A aplicação do princípio da insignificância não se limita tão somente à análise do valor material do bem tutelado pela norma penal, vez que o reconhecimento da bagatela não pode servir como justificativa para legitimar comportamento delituoso apto a colocar em risco a paz social.

Com base neste entendimento, o Tribunal de Justiça do Estado (TJSC), através de acórdão da Primeira Câmara Criminal, acolheu apelação do Ministério Público (MPSC) e reformou sentença que absolveu sumariamente um homem denunciado pelo furto de três barras de chocolate Lacta Oreo, avaliadas em R$ 18.

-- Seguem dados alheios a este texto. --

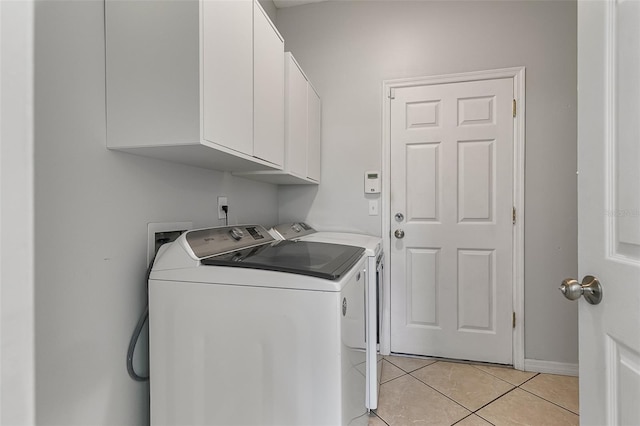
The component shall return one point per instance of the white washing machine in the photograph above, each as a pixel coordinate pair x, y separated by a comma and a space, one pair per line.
246, 330
375, 263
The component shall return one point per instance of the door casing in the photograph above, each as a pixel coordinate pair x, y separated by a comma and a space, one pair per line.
518, 76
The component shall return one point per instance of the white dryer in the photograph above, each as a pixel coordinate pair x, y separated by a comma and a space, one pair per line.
375, 262
246, 330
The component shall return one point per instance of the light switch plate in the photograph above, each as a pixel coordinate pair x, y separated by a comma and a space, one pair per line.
373, 207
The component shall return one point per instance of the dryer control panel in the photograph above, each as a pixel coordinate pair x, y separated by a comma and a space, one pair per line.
214, 241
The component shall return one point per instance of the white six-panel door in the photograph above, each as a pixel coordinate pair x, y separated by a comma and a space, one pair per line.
609, 209
452, 198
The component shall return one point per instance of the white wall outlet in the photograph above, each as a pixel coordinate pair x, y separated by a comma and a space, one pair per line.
373, 207
222, 201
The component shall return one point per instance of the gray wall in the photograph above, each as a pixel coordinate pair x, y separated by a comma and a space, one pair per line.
92, 209
348, 48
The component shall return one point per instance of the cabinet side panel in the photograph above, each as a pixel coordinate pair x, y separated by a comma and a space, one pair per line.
228, 73
314, 134
268, 119
152, 61
296, 119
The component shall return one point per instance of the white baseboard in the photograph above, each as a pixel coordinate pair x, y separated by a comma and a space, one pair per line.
551, 367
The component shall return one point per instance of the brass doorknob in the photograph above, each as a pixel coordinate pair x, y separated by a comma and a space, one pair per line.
590, 289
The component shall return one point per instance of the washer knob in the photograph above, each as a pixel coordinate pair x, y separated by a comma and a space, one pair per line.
236, 233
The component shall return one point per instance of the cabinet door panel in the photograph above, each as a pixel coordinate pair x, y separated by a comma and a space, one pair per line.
227, 70
296, 119
313, 134
268, 101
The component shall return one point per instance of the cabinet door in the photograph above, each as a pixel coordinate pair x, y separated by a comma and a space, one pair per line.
227, 73
268, 97
295, 118
313, 134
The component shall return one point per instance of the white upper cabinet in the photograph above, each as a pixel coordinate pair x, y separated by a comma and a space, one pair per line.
268, 89
314, 149
227, 74
302, 119
295, 132
181, 77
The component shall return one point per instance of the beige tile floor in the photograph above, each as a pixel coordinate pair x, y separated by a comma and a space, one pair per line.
420, 391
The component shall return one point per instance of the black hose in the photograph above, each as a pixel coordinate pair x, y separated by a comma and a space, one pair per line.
136, 333
132, 347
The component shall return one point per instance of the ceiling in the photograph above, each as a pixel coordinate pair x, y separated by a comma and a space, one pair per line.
289, 3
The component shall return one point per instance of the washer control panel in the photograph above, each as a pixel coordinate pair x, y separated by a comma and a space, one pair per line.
290, 231
213, 241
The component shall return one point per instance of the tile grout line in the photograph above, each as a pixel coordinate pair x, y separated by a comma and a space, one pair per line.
551, 402
471, 412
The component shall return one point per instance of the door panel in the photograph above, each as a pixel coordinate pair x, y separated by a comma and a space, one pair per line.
452, 179
609, 209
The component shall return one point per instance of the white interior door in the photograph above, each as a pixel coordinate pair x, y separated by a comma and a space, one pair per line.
609, 209
451, 220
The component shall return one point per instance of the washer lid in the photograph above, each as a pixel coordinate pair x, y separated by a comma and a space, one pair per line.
322, 260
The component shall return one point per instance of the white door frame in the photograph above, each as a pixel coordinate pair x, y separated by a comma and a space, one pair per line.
17, 308
518, 75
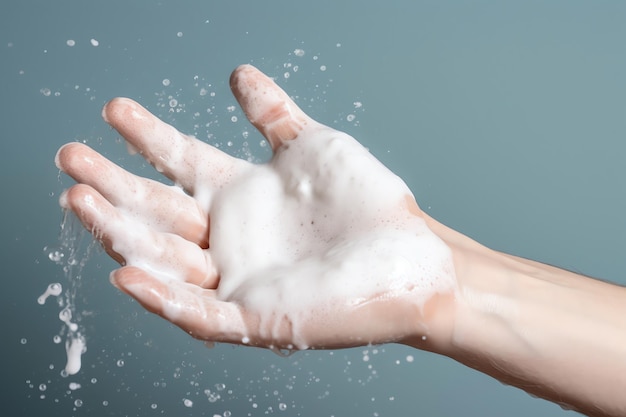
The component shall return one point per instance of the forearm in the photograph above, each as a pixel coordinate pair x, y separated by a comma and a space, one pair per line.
553, 333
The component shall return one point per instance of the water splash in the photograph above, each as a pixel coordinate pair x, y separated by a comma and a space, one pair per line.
74, 249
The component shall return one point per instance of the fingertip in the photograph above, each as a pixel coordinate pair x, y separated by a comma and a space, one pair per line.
267, 106
116, 108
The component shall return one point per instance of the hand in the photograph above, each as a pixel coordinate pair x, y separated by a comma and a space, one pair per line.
321, 247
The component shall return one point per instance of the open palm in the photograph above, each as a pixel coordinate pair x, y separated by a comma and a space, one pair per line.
320, 247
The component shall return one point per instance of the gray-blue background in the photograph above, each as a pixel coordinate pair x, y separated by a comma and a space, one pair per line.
507, 120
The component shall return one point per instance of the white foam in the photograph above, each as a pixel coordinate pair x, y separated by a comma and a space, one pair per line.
53, 289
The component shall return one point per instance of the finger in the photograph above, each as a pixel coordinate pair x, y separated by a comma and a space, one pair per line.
129, 242
195, 310
164, 208
184, 159
267, 106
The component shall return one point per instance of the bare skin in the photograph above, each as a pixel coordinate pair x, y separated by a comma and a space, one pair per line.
555, 334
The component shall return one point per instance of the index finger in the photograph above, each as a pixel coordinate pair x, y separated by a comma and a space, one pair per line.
267, 106
187, 161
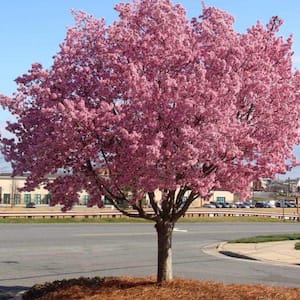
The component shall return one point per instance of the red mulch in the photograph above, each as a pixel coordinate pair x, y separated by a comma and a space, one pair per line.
124, 288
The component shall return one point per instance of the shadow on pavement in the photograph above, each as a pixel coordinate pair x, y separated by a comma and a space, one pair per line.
11, 292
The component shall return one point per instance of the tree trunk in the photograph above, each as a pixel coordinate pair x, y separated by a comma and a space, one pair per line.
164, 257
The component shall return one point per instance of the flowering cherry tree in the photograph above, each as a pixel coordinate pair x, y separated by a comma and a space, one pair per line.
162, 103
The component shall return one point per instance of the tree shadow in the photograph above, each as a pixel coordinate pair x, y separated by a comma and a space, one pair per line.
10, 292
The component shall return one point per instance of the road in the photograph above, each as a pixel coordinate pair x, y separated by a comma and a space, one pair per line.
36, 253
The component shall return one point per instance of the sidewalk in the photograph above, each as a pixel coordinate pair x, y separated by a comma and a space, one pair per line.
273, 252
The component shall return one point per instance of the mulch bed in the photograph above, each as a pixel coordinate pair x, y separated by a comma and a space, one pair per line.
125, 288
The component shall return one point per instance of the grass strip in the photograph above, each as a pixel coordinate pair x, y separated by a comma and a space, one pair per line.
268, 238
205, 219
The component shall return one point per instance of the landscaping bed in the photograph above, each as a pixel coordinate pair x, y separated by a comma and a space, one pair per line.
123, 288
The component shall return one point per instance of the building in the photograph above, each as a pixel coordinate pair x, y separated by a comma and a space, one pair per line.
11, 196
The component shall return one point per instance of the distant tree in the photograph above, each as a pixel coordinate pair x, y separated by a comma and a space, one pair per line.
162, 103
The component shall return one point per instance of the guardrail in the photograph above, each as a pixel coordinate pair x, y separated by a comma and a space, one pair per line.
115, 214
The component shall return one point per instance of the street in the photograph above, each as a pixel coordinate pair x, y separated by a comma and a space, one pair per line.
36, 253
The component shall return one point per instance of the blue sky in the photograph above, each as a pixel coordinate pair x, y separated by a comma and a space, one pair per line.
31, 31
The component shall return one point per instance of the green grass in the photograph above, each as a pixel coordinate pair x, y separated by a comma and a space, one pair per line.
268, 238
205, 219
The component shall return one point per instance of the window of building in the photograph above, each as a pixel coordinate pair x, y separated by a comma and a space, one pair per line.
27, 198
47, 199
221, 199
17, 198
37, 198
106, 201
6, 199
85, 199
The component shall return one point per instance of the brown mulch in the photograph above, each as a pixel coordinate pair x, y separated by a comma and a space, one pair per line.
125, 288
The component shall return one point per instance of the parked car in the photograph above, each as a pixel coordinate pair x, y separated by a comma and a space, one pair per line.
262, 205
30, 205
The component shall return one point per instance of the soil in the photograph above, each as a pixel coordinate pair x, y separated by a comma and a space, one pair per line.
125, 288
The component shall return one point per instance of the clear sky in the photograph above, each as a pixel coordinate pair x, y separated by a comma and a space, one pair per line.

Na apelação, o promotor de Justiça argumenta que o princípio da bagatela não poderia ser aplicado ao caso porque o réu restou condenado pela prática do delito de roubo circunstanciado pelo uso de arma de fogo, cuja sentença foi mantida pela Quinta Câmara Criminal do TJSC em julgamento ocorrido em 31 de outubro de 2019. Além disso, o acusado “possui vasta certidão de antecedentes criminais, embora a maioria das condenações tenha ocorrido há mais de 10 (dez) anos”.

Nesse cenário, mesmo que os chocolates furtados somem a “quantia insignificante” e que a vítima, um estabelecimento comercial, tenha sido integralmente restituída, “não há como negar a inclinação do réu à prática de delitos contra o patrimônio”, conclui o relator, desembargador Ariovaldo Rogério Ribeiro da Silva.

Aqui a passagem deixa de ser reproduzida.